It took Uta too long to realize she was in love with Kaoru – by the time she did, Kaoru had already married Uta's older brother. Because of a difficult family situation, Uta now lives with Kaoru and Reiichi, and she desperately wishes that she could move on.

But we don't choose who to love, and even with her friend's advice, getting over Kaoru might be more than Uta is capable of. If I Could Reach You is created by tMnR. Kodansha released it in September, and it is available in paperback ($12.99) and digitally ($10.99).







Is It Worth Reading?

Rebecca Silverman

Rating:

It says something about the quietness with which this is written that it managed to be a story that I liked. Unrequited love stories aren't easy to do so that they aren't unrelentingly depressing and/or melodramatic, and tMnR pulls it off by making protagonist Uta actively aware that there's pretty much no hope for her love but doing her best to live with it anyway. It's still very much not a happy story, but it doesn't wallow in its own sadness, and that makes it an interesting read.
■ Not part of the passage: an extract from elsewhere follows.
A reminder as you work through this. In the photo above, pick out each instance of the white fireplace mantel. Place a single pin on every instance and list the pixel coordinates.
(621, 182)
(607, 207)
This volume is largely about introducing Uta's seemingly doomed love and her coming to realize that her feelings are real and valid. At several points in the book, Uta remarks that she's “not normal,” or something along those lines, and while that's an awful way to look at your own sexuality, early on there's also the sense that she means it in terms of being hung up on a married woman. She's concerned that her inability to stop loving Kaoru means that she's somehow broken, and her friend Kuro (who's a bit of a pill otherwise) manages to make her see that this isn't something she has a lot of control over. The old cliché about the heart wanting what it wants is never actually spoken, but that's basically what Uta has to come to terms with before she's able to begin making a real attempt at moving on.

Of course, it doesn't help that she's beginning to see a few cracks in Uta and Reiichi's marriage. When a night in with her friends reveals that Kaoru diligently pursued Reiichi for years before he eventually agreed to go out with her, it's the latest in a string of faint warning bells that have been ringing since the start of the book, including Reiichi forgetting their first anniversary and being embarrassed to show affection in front of his sister. While that last may be a simple cultural difference, it also has the potential to break the camel's back as that famous final straw, because Kaoru largely seems happier around and more concerned with Uta as the volume goes on. To a degree, Uta notices this too, and that's at least part of why she can't move on.

If I Could Reach You's first volume makes it look as if it could cover some interesting ground. Its art certainly helps, feeling soft and pretty and overall very easy to read, and while I wouldn't categorically recommend it for all yuri fans, readers interested in a slow, sad, and quiet story ought to check this out.


Faye Hopper

Rating:

If I Could Reach You is about a girl realizing her sexuality, and the painful ways in which social forces and prescribed norms impede that understanding. Uta has had a crush on her friend Kaoru since childhood. It's deliberate that the moment where Kaoru marries Uta's brother is the one where she realizes her affection and jealousy, because it's the moment where heteronormativity severs any potential chance Uta had to be with Kaoru. It's the specific kind of pain a lot of queer people, me included, have experienced. The moment where you realize that the person you are attracted to might never reciprocate your feelings because they exist outside heteronormative boundaries. It's a bitter, terrible thing, and the manga captures it exactly.

But despite how emotionally charged its central premise is, and the sheer pain, anguish and conflict our lead feels throughout its course, If I Could Reach You is presented in a very muted, tender way. It's hinged on small realizations, small, quiet moments that nonetheless, like with all teenagers, are deeply felt and can tear the heart apart. It has a lacerating psychological acuity that reaches the dark heart of jealousy and bitterness at a world that refuses to recognize your kind of love as valid, and yet remains compulsively readable; a tonally diverse slice of life that captures many kinds of moments, both happy and sad.

And the volume ends in a way I didn't expect. To all appearances, Uta gets over her crush on Kaoru (through means of a surreptitious kiss while she's napping, which is a solution I'm not too fond of, though I need further time to consider it) and is now free to explore the various shades and dimensions of her sexuality. Perhaps this is just indication that the conceit of 'lusting after someone you can never, ever be with' only can sustain a certain amount of story, or there's a complication that has yet to be introduced. But either way, for future volumes If I Could Reach You appears to be taking Uta's character and her quiet pains into different, new directions. It makes me excited to see where the story goes next, and it lets me know that there is so, so much more emotional territory yet to be covered in Uta's life. And if I'm invested and compelled, there's no reason not to give it a firm recommendation. It deals with complicated, difficult issues with a sensitivity and grace you rarely see, and does so, surprisingly, while being light and pleasant. If you're looking for a sweet and emotionally authentic yuri manga, there's no reason not to pick it up.